Market factors or government policies? Opinions differ on lowering drug costs

One of the few opinions that Americans across the political spectrum agree on – prescription drug costs are too high. But what can be done to lower those costs? That’s where opinions differ.
The Senate Committee on Health, Education, Labor and Pensions held a hearing on how to make prescription drugs more affordable. While discussing proposed legislation to bring down the cost of drugs, senators and witnesses disagreed on the approach.
Sen. William Cassidy, R-La., committee chair, introduced the MVP plan, which stands for Money and Value for Patients. He announced the MVP agenda earlier as a market‑based alternative to Democratic-supported drug‑pricing approaches. The plan is framed around reducing what patients pay at the pharmacy and counter, instead of imposing government price controls.
The MVP plan’s three pillars include:
- A proposal to provide advanceable, refundable tax credits—up to $2,000 for a family of four—that would be deposited into pre‑funded health savings accounts or similar patient‑controlled accounts. While the credits are not drug‑specific, Cassidy has said they are meant to help people afford prescription drugs and deductibles.
- Expanded drug price transparency, enabling patients to see the actual price of prescription drugs, the differences between cash prices and insurance‑negotiated prices, and lower‑cost alternatives, including generics and cost‑sharing at the point of sale.
- Accelerating generic and biosimilar competition, which Cassidy has described as “what works” in lowering prices. At the HELP Committee hearing, Cassidy cited that generics account for roughly 90% of prescriptions and generate hundreds of billions in savings, while biologics — although fewer in number — drive a disproportionate share of spending.
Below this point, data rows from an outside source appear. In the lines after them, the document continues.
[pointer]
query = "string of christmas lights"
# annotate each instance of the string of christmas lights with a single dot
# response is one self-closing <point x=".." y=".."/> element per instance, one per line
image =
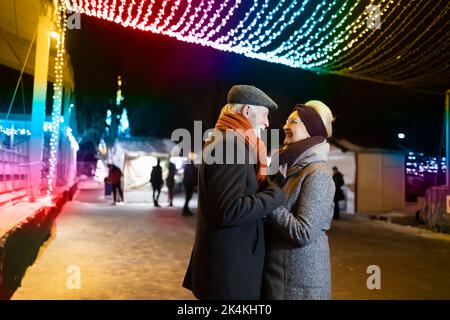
<point x="60" y="29"/>
<point x="325" y="36"/>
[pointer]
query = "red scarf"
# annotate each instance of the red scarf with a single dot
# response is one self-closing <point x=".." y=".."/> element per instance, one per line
<point x="240" y="125"/>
“We need to get patients what they need at the lowest possible price,” Cassidy said at the opening of the hearing.
He called for a free-market approach to bring down drug costs. “Intellectual property protection incentivizes and rewards ingenuity, and drives the work needed to find treatments and cures,” he said. “Government overreach will harm Americans in the long run.”
Government intevention is necessary
The ranking member of the HELP Committee, Sen. Bernie Sanders, I-Vt., introduced the Prescription Drug Price Relief Act, which would reduce U.S. prescription drug prices by directly linking them to prices paid in other wealthy countries. The bill reflects Sanders’ position that Americans pay far more for prescription drugs than patients abroad and that government intervention — rather than market competition alone — is necessary to bring prices down.
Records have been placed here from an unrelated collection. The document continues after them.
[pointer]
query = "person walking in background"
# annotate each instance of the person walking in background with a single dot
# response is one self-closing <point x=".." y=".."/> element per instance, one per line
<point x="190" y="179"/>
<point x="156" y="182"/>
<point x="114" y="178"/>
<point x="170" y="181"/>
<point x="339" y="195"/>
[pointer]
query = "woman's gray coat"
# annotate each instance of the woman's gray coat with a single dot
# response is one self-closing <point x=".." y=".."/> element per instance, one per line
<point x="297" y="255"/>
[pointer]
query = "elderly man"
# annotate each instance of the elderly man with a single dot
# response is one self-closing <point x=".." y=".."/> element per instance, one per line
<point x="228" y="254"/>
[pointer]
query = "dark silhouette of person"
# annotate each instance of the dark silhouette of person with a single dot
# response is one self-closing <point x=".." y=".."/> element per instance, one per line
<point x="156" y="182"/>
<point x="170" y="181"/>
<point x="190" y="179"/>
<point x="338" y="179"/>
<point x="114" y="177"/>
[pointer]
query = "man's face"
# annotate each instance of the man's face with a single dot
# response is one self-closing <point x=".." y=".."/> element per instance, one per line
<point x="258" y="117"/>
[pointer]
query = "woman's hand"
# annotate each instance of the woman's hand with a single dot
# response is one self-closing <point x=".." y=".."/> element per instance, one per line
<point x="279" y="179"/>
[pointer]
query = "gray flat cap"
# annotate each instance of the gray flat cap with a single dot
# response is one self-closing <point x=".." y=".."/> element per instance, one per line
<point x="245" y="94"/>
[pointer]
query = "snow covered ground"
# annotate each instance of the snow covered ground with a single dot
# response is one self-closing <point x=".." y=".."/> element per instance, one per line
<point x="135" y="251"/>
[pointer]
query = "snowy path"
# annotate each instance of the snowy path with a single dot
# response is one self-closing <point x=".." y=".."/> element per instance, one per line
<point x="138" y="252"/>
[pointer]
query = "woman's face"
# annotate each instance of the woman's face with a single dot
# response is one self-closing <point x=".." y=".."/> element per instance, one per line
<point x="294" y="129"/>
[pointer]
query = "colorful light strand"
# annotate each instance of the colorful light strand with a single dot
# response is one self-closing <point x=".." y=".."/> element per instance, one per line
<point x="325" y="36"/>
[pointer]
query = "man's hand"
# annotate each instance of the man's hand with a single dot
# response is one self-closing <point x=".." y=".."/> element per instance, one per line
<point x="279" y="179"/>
Sanders’ bill would cap prescription drug prices in the U.S. at no more than the median price paid for the same drug in a group of peer countries (typically Canada, the U.K., France, Germany, and Japan). If a drug manufacturer charges more than that benchmark in the U.S., it would face significant financial penalties. Those penalties are designed to force compliance, instead of nudging companies toward lower prices.
FDA could help lower drug prices
Dr. Brian J. Miller, associate professor at The Johns Hopkins University School of Medicine, told the HELP Committee that Food and Drug Administration regulation — not payment policy alone — is a powerful but underused lever to lower drug prices through competition.
Miller said he believes drug affordability can be improved substantially by reforming FDA product regulation to reduce unnecessary barriers to entry, particularly for biosimilars and generics. Competition depends not only on pricing rules but on how easily products can reach the market.
“Changing FDA product regulation while preserving efficacy and safety standards offers a tool to improve price competition,” he said.
Miller said modernizing drug review and evidence generation can lower the costs of a drug’s entrance to market while preserving the FDA’s safety standards.
“FDA drug review is treated as both an artisanal and a manual process,” he said.
Public subsidies are to blame
Robert Weissman, copresident of Public Citizen, contended that high drug prices in the U.S. are the result of government‑created monopolies layered on massive public subsidies — not a free market.
He argued that the federal government funds much of the foundational research, and grants long patent and exclusivity monopolies. He also said that the government’s forbidding its largest buyer – Medicare – from negotiating prices creates a system almost guaranteed to produce price gouging.
“There is no ‘free market’ for the pharmaceutical industry,” he said.
“The industry relies on massive public subsidies; it exploits government‑granted monopolies; and it leverages its political power to prevent its largest purchaser from exercising its negotiation power.”
Weissman argued that recent Trump administration efforts — such as secret most-favored-nation deals and the TrumpRx website — either do little, risk backfiring or actively undermine Medicare negotiation. Instead, he called for reforms that force competition or empower government buyers.